Overactive bladder (OAB) is a condition where patients experience a sudden urge to urinate which is difficult or impossible to control. This may be accompanied by incontinence or leakage of urine. Other common symptoms include frequency and nocturia (getting up at night to void). These symptoms are caused by the bladder itself and are not due to other problems, such as urinary tract infections. Men and women can be affected by OAB.
Patients with OAB often feel annoyed or embarrassed by their bladder. They may know the location of every washroom in the mall or around town. Many patients wear protective garments to minimize the risk of leakage of urine.
Symptoms of OAB include:
- A sudden and compelling urge to urinate which is difficult to control
- Unintentional loss of urine associated with this feeling
- Frequent voiding throughout the day
- Getting up >2 times at night to void
OAB occurs when the bladder muscles contract involuntarily. The volume of urine in your bladder may be low, and you may feel as though your bladder doesn’t empty well.
OAB in many patients is idiopathic, meaning there is no specific cause or condition resulting in the symptoms.
Some conditions may contribute to OAB, these include:
- Neurological disorders, such as MS, spinal cord injury, or stroke
- Urinary tract infections
- Hormonal changes after menopause in women
- Enlarged prostate
- Your doctor will start with reviewing your medical history and medications.
- You will have a physical exam, which may also include a cystoscopy.
- You may be asked to take a urine sample to the lab or have an ultrasound on your kidneys and bladder.

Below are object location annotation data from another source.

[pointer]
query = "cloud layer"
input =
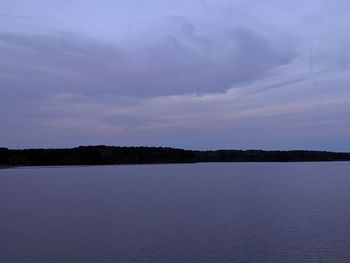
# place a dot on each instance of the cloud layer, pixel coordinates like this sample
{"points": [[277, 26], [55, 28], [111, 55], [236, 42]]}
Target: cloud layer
{"points": [[204, 75]]}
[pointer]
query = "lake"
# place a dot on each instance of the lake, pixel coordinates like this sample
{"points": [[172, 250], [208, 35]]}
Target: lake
{"points": [[209, 212]]}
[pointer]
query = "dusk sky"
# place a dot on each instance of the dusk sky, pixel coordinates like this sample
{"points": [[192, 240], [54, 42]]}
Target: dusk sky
{"points": [[194, 74]]}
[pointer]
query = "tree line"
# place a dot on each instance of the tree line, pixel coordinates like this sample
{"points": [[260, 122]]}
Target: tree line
{"points": [[102, 155]]}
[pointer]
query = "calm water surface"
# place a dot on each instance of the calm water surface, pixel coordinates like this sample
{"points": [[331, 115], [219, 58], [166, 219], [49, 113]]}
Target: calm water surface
{"points": [[233, 212]]}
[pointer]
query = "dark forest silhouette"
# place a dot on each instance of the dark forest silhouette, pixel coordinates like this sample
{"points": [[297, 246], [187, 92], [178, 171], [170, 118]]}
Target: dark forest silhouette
{"points": [[99, 155]]}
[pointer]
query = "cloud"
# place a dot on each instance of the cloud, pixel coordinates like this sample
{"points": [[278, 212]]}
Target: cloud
{"points": [[181, 61]]}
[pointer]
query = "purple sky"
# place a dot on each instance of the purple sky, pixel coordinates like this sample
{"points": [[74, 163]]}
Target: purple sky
{"points": [[196, 74]]}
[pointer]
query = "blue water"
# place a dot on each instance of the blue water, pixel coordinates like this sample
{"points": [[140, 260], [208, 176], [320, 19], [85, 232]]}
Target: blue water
{"points": [[231, 212]]}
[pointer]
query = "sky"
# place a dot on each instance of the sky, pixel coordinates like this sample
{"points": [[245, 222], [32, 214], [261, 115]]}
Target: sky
{"points": [[193, 74]]}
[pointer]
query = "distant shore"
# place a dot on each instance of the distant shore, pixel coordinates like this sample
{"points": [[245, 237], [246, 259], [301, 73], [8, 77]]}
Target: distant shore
{"points": [[104, 155]]}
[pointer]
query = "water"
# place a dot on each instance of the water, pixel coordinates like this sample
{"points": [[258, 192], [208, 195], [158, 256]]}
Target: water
{"points": [[233, 212]]}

- First line treatment includes behavioural therapies, lifestyle changes, and patient education:
- Increasing fluid intake to ensure you are well hydrated
- Avoiding constipation
- Being aware of bladder irritants:
- Spicy food
- Citrus food
- Weight loss
- Pelvic floor physiotherapy
- Smoking cessation
- Second line treatment includes oral medications for your bladder
- These help to relax the bladder muscle to allow the bladder to hold more urine, and alleviate the symptoms of urgency, frequency, and urine leakage
- Please see medication options below
- If medications do not work, your doctor may recommend Botox in your bladder
- This medication is injected into the muscle of the bladder to help manage the symptoms of urgency
- Intravesical botox injections
Common Medications for OAB:
- There are two (2) main classes of medications available for overactive bladder: antimuscarinics and beta 3 agonists
- There are many different options for this medication class
- Solifenacin, darifenacin, trospium, tolterodine, and oxybutynin are typically used
- Common side effects of these medications include dry mouth, dry eyes, and constipation
- Studies have found that solifenacin and tolterodine are well tolerated
- Oxybutynin is not recommended for patients who are elderly due to the risk of cognitive impairment
- Beta 3 agonist:
- Mirabegron is the only medication currently available in Canada
- This medication is very well tolerated
- Common side effects include: a slight increase in blood pressure, headache, and urinary tract infection
The goal of treatment of overactive bladder is improvement in quality of life. The significant negative impact that OAB can have on daily activities, mental health, and sexual function has been highlighted by many scientific studies. Symptoms of OAB can be linked with depression and decreased sense of well-being. It is important to talk to your doctor about these symptoms.
Patients who are awaiting an appointment with a urologist may want to speak to their family doctor about the lifestyle modifications and medication options listed above.